Can a database table be without a primary key?

Question

Can anyone tell me if a table in a relational database (such as MySQL / SQL SERVER) can be without a primary key?

For example, I could have table day_temperature, where I register temperature and time. I don't see the reason to have a primary key for such a table.

http://stackoverflow.com/questions/840162/should-each-and-every-table-have-a-primary-key — Daniel Vassallo, Mar 25 '10 at 12:58
@bodacydo - What you just described is a primary key. If you are registering temperatures (one per day) the PK becomes the datetime field. Without it you will run into very bad performance when you try to query your data table. — JonH, Mar 25 '10 at 12:58

score 43 · Answer 1 · answered Mar 25 '10 at 13:02

43

Technically, you can declare such a table.

But in your case, the time should be made the PRIMARY KEY, since it's probably wrong to have different temperatures for the same time and probably useless to have same more than once.

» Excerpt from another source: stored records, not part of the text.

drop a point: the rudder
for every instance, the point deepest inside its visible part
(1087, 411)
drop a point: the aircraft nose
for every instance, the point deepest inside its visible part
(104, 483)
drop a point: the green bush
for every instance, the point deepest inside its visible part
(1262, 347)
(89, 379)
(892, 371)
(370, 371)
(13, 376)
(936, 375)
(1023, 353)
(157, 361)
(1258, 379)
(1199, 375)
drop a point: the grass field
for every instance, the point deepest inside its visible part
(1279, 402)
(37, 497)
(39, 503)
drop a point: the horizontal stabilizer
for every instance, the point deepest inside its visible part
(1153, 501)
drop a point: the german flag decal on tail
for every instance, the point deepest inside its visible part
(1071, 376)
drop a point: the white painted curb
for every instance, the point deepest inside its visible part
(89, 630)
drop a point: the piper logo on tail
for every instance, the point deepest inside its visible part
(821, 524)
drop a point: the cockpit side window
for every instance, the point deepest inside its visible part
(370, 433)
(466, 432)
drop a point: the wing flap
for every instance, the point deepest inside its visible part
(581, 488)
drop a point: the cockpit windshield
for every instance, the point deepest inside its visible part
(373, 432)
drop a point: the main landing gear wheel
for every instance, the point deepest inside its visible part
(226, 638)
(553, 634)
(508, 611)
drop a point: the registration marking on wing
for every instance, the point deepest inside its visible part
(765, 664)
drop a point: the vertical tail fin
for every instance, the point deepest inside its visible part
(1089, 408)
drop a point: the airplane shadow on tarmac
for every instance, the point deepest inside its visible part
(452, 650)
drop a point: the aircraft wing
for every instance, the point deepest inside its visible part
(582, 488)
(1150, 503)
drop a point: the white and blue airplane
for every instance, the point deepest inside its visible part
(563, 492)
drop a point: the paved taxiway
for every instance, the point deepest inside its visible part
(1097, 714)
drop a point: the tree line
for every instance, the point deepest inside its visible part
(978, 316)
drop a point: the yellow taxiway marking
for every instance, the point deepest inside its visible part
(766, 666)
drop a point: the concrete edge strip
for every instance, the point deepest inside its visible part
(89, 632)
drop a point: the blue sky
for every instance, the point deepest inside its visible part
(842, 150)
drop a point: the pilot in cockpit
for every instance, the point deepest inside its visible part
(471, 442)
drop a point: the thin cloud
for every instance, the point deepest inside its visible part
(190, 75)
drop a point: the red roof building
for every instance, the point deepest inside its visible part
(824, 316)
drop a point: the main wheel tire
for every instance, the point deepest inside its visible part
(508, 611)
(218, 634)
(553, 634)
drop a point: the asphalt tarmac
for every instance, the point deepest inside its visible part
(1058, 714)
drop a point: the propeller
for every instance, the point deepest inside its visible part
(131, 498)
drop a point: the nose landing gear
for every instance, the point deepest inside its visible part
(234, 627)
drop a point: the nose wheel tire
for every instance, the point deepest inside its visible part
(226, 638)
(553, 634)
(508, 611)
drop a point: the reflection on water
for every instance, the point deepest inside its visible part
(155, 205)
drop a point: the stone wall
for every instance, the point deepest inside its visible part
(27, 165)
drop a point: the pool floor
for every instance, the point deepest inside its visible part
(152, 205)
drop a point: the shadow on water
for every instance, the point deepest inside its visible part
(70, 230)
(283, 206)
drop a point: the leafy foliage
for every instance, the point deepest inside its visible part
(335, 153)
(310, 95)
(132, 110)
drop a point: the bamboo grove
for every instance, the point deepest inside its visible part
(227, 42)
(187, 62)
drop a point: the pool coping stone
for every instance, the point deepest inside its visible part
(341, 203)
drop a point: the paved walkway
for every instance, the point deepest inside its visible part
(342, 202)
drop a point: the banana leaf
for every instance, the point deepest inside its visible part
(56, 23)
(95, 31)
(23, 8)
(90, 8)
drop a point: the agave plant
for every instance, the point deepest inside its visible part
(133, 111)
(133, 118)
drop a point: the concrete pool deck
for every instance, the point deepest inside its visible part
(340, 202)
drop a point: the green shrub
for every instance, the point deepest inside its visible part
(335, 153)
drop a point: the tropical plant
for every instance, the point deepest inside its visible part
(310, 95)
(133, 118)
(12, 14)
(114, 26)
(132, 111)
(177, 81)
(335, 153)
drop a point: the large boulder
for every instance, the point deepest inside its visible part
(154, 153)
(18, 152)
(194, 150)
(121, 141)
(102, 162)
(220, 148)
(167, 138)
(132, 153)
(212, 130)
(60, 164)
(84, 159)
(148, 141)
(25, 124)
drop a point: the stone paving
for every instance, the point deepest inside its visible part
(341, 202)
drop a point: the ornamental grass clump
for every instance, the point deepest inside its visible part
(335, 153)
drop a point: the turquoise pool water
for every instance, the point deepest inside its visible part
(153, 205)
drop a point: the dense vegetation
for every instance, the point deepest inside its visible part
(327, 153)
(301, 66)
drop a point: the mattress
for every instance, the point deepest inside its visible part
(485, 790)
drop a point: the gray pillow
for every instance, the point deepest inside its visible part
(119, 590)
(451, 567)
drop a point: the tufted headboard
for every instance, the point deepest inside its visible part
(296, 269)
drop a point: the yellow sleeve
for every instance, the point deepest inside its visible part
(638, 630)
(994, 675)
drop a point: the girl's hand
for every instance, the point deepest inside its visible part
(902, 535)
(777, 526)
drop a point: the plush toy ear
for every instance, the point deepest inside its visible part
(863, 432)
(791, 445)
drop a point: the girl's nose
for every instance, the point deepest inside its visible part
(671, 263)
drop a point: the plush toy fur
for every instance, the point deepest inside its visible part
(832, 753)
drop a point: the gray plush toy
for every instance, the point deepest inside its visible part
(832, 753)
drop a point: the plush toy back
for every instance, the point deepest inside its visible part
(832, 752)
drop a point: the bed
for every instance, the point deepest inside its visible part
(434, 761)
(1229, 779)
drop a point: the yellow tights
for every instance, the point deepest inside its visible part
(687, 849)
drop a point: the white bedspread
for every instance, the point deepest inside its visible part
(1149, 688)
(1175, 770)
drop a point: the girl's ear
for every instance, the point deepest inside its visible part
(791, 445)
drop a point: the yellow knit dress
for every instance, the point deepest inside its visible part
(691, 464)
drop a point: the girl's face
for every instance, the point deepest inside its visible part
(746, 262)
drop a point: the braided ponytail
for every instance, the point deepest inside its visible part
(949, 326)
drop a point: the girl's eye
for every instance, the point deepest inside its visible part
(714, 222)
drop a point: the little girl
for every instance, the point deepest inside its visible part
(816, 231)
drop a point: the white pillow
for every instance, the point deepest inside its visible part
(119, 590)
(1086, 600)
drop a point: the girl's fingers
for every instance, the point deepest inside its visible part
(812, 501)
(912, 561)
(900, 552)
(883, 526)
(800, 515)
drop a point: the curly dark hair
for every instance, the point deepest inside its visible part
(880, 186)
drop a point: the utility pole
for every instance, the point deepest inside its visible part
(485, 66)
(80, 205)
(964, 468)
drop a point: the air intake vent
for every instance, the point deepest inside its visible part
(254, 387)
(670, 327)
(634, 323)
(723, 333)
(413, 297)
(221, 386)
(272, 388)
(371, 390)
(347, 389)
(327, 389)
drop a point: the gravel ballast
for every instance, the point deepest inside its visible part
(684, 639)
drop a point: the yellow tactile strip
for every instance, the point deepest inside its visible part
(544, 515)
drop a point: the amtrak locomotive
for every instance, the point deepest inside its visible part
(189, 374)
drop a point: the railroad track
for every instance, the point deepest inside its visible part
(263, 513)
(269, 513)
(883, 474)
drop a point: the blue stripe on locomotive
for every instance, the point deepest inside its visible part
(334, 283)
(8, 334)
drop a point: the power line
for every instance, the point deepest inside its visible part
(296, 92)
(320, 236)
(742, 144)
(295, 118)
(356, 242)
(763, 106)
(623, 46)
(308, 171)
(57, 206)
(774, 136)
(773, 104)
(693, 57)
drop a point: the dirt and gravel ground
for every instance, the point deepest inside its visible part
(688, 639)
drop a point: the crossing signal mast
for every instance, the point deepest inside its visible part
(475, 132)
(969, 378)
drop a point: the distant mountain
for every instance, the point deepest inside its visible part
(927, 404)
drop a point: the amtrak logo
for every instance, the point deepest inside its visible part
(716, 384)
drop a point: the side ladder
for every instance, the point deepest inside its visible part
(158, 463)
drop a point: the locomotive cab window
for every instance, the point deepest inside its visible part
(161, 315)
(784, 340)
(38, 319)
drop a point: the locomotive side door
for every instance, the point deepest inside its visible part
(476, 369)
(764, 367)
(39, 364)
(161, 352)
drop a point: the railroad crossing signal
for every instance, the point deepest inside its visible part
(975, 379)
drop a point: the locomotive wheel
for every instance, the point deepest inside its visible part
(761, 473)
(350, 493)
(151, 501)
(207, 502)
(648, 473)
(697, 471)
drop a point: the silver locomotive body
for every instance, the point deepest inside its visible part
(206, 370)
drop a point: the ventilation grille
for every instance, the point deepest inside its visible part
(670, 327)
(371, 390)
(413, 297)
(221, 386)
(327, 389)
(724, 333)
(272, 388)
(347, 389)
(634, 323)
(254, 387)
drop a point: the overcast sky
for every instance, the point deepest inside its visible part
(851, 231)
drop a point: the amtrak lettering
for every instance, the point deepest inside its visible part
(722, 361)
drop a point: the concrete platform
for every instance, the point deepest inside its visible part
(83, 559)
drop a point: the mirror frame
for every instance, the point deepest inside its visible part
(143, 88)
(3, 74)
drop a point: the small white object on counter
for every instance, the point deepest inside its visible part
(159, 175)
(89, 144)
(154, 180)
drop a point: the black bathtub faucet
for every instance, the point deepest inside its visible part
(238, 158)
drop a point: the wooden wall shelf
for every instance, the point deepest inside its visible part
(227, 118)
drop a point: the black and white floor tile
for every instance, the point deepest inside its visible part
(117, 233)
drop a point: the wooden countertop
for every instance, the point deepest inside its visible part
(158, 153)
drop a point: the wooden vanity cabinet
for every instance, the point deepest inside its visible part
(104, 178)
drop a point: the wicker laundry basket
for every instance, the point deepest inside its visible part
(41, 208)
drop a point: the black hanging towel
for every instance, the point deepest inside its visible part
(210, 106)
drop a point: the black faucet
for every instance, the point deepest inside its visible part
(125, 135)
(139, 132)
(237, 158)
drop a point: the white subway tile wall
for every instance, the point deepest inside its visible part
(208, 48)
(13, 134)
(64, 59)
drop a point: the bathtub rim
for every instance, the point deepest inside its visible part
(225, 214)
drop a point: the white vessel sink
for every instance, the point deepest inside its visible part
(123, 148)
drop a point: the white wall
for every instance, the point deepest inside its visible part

Logically, each table should have a PRIMARY KEY so that you could distinguish two records.

If you don't have a candidate key in you data, just create a surrogate one (AUTO_INCREMENT, SERIAL or whatever your database offers).

The only excuse for not having a PRIMARY KEY is a log or similar table which is a subject to heavy DML and having an index on it will impact performance beyond the level of tolerance.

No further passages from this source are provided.